Forger une identité au milieu des attentes culturelles
Débutant en 2015, Slanted présente une jeune Joan (Kristen Cui) arrivant aux États-Unis, confrontée rapidement aux dures réalités de la vie scolaire et à l’humiliation liée à ses différences culturelles. Aux prises avec le harcèlement et l’isolement, le bal de promo devient sa lueur d’espoir, une vision catalysée par une visite sur le lieu de travail de son père au lycée.
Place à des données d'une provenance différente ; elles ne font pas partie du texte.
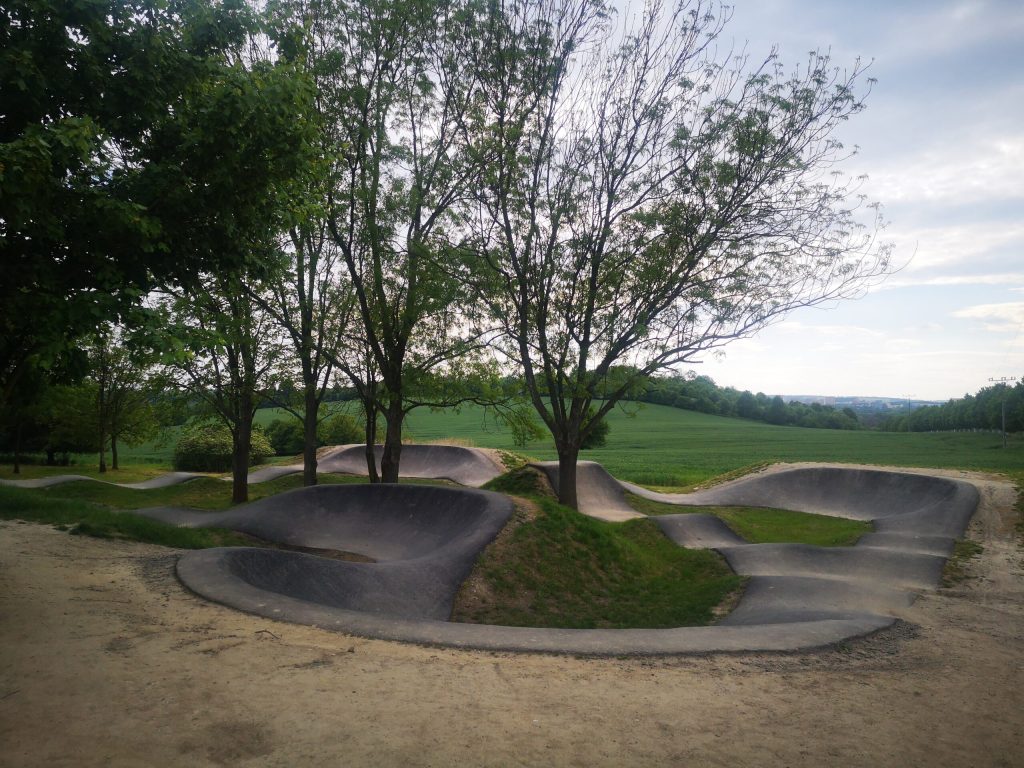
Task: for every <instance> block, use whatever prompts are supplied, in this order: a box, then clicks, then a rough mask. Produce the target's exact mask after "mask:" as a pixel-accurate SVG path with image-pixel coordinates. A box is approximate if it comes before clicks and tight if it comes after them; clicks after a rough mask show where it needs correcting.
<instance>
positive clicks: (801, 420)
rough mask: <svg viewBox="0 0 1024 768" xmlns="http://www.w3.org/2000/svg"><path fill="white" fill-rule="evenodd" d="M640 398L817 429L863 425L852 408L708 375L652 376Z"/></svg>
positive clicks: (692, 410)
mask: <svg viewBox="0 0 1024 768" xmlns="http://www.w3.org/2000/svg"><path fill="white" fill-rule="evenodd" d="M636 399H638V400H641V401H643V402H654V403H657V404H659V406H672V407H674V408H682V409H686V410H687V411H698V412H700V413H702V414H714V415H715V416H738V417H739V418H741V419H752V420H754V421H763V422H765V423H767V424H775V425H777V426H795V427H811V428H815V429H858V428H859V427H860V424H859V421H858V419H857V414H856V413H854V412H853V411H851V410H850V409H844V410H841V411H838V410H836V409H835V408H833V407H830V406H822V404H819V403H810V404H808V403H804V402H798V401H797V400H794V401H792V402H784V401H783V400H782V398H781V397H779V396H778V395H776V396H775V397H768V395H766V394H765V393H764V392H758V393H757V394H754V393H753V392H750V391H742V392H740V391H739V390H737V389H734V388H733V387H720V386H718V385H716V384H715V382H714V381H713V380H712V379H711V378H710V377H708V376H695V377H688V376H678V375H673V376H655V377H651V378H650V379H649V380H648V382H647V385H646V387H645V389H644V391H643V392H642V393H641V394H640V395H638V396H637V397H636Z"/></svg>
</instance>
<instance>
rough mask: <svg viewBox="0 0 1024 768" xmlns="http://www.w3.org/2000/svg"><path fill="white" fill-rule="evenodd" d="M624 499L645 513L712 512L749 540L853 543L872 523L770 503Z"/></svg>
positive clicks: (754, 540)
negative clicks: (716, 506) (769, 504)
mask: <svg viewBox="0 0 1024 768" xmlns="http://www.w3.org/2000/svg"><path fill="white" fill-rule="evenodd" d="M626 499H627V501H628V502H629V503H630V505H631V506H632V507H633V508H634V509H635V510H637V511H638V512H643V513H644V514H645V515H680V514H687V513H694V512H701V513H703V514H708V515H715V517H718V518H719V519H721V520H722V521H724V522H725V524H726V525H728V526H729V527H730V528H732V529H733V530H734V531H735V532H736V534H738V535H739V536H741V537H742V538H743V539H744V540H746V541H748V542H750V543H751V544H783V543H792V544H812V545H814V546H817V547H852V546H853V545H855V544H856V543H857V540H858V539H860V537H861V536H863V535H864V534H868V532H870V531H871V530H872V526H871V523H869V522H865V521H863V520H849V519H847V518H845V517H830V516H828V515H815V514H811V513H809V512H794V511H793V510H790V509H772V508H770V507H682V506H678V505H675V504H665V503H663V502H655V501H651V500H650V499H644V498H643V497H640V496H636V495H634V494H627V495H626Z"/></svg>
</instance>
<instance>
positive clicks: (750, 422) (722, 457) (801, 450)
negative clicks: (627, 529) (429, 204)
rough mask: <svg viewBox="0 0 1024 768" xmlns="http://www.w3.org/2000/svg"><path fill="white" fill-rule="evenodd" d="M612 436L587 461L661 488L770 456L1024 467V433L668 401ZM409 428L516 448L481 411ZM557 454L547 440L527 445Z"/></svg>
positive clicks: (802, 458) (735, 466)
Le spectacle du bal la captive, révélant l’attrait de l’acceptation par le conformisme.
Déterrer les sombres réalités de la transformation
Sept ans plus tard, la chambre de Joan est un temple de la culture pop blanche, illustrant ses idéaux de beauté intériorisés. Elle recourt à diverses altérations physiques, de l’utilisation d’une pince à linge pour remodeler son nez à des transformations numériques radicales grâce à des filtres. Cette mise en scène méticuleuse sert de prélude au thème central du film, l’horreur de la beauté. Alors que l’obsession de Joan s’intensifie, elle tombe sur une marque appelée Ethnos, ce qui la conduit dans une clinique locale pour une transformation radicale qui promet de la faire connaître.
Conséquences de l’assimilation
Grâce à sa nouvelle identité, celle de Jo Hunt, interprétée par McKenna Grace, Joan gagne rapidement en popularité ; cependant, ce premier frisson révèle bientôt la vérité troublante de sa décision. Le récit de Wang possède des moments de légèreté qui rappellent les sketches comiques classiques, mais le film peine à maintenir son énergie alors qu’il explore plus en profondeur la vie de Jo. L’absence d’une exploration plus incisive des coûts de l’assimilation conduit à un acte intermédiaire plus lent, laissant la place à des occasions manquées qui accentuent les enjeux de son parcours.
Le prix de la conformité
À l’approche du bal de fin d’année, Jo doit faire face aux effets secondaires imprévus de son opération, notamment à une détérioration physique qui souligne le coût élevé de sa transformation. Ce mélange troublant d’horreur corporelle reflète la dégradation de son état mental, alors qu’elle lutte pour préserver son illusion de beauté. Si Slanted ne reflète pas toujours l’urgence crue de ses thèmes, il met en lumière les luttes poignantes auxquelles sont confrontés ceux qui naviguent dans les complexités de l’identité et de l’acceptation.
En conclusion, Slanted sert d’allégorie contemporaine abordant la douloureuse quête d’assimilation et le désir de validation sociale, traçant une ligne puissante entre les racines satiriques de Schuyler et l’exploration actuelle de l’identité raciale et culturelle.